Эндри показал на белый камень в отдалении, потом спросил Уоллеса насчет своей монеты.
– Чертов землемер, неправильно пометил расстояние, – пробормотал Уоллес.
– Я считал шаги, все правильно: мы прошли приблизительно полмили.
Возле белого камня у Уоллеса началась истерика.
– Такое ощущение, что в мои пятки впиваются гвозди из сапог – стонал он.
– Это волдыри, у меня они тоже есть.
– А в левой икре спазмы!
– Ну, так бывает во время ходьбы.
– Больно!
– Ты знал, что торейские мили в два раза длиннее наших, акреманских?
– Заткнись!
– Тебе надо больше ходить.
Возле столба с обозначением двух миль по обеим сторонам дороги раскинулась небольшая рощица, и Эндри разрешил отдохнуть. Уоллес жадно припал к бурдюку с вином. Эндри выпил немного воды, затем взял топор у Уоллеса и срубил длинную прямую ветку одного из деревьев, затем очистил ее от листьев и сучьев.
– Ха, тебе нужна опора, – фыркнул Уоллес. – Твои ноги моряка не привыкли ходить по земле.
– Мне нужно оружие, – объяснил Эндри. – Это будет подходящая дубина.
– Оружие простолюдинов! – засмеялся Уоллес. – Благородные носят топоры.
– А ты знаешь, как пользоваться топором?
– Я… ммм… ну вот, теперь ты об этом…
– Я могу дать тебе пару уроков.
– Нет! Ничего, что потребует от меня встать, пожалуйста.
– Боюсь, тебе в любом случае придется вставать. Нам нужно идти.
Уоллес сделал еще несколько глотков вина из бурдюка.
– Просто так будет легче, – объяснил он.
Когда они прошли пять миль, Уоллес почти разрыдался и умолял остановиться на ночлег. По расположению солнца на небе Эндри понял, что было около девяти часов утра. Уоллес споткнулся на обочине дороги и тяжело упал. Он корчился на земле, крича от боли в ногах. Эндри делал Уоллесу массаж ног, пока тот снова не смог стоять, и затем сдался и решил сделать перерыв. Прихрамывая, Уоллес дошел до крытого стога сена и лег, не снимая сумку. Он тут же заснул.
Эндри проверил, что Эллизен положила в его сумку.
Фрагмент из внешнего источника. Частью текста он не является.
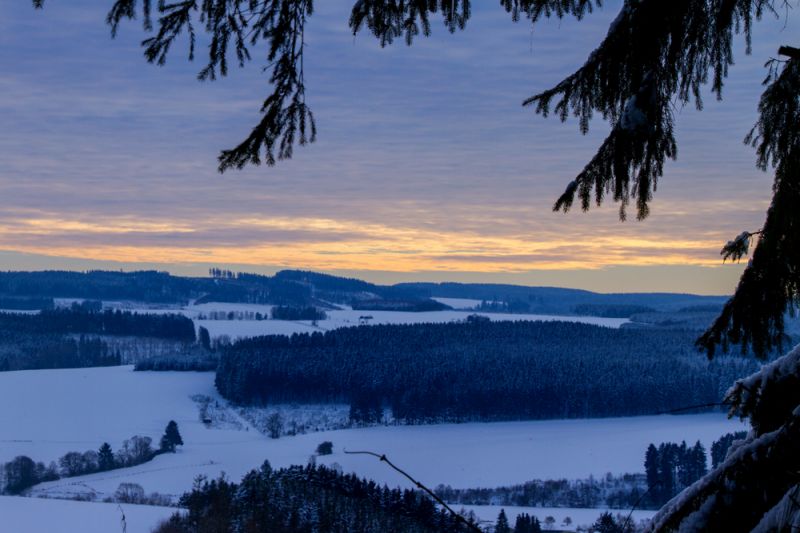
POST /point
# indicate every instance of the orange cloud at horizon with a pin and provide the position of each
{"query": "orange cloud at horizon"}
(336, 244)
Там были чернила, вычурное одеяло с надписью «Дом Отдохновения мадам Джилли», вышитой красным на уголках, маленький коврик, разнообразная еда и небольшая книга.
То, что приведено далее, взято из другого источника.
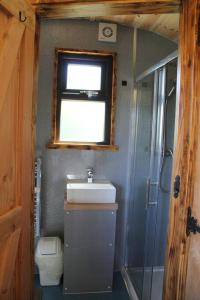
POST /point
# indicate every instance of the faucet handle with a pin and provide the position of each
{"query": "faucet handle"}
(90, 169)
– «Альманах странника в сарголанской империи», – прочитал громко Эндри. Он съел немного хлеба и вернулся к книге. После того, как Эндри все снова уложил в сумки, он позволил себе немного вздремнуть. Около полудня их разбудил фермер, обнаруживший Уоллеса, безмятежно спавшего на его сене. Фермер взял дубину и прогнал путешественников обратно на дорогу.
– О, моя голова, – простонал Уоллес, когда только фермер скрылся из виду.
– Моя тоже болит, и даже не из-за похмелья, – сказал Эндри.
– Хочу умереть, – ворчал Уоллес.
– Пять миль, – ответил Эндри. – Посмотри назад, увидишь легкую дымку. Мы ушли из города.
– Я был в таверне… – начал было Уоллес, но он точно не помнил, что происходило прошлой ночью.
– Знаешь, мы можем неплохо сыграть: я на ребеке и ты на лире. Помнится, один раз, когда мы начали бренчать, не потребовалось покупать выпивку для четверых из нас.
– Да, многие танцевали тогда, в таверне. Пели. Розелль танцевала на столе. Официантка увела меня оттуда, чтобы осушить вдвоем бочку.
– И оставила меня одного играть в течение получаса.
– То была самая лучшая бочка, – засмеялся Уоллес. И вздрогнул от боли.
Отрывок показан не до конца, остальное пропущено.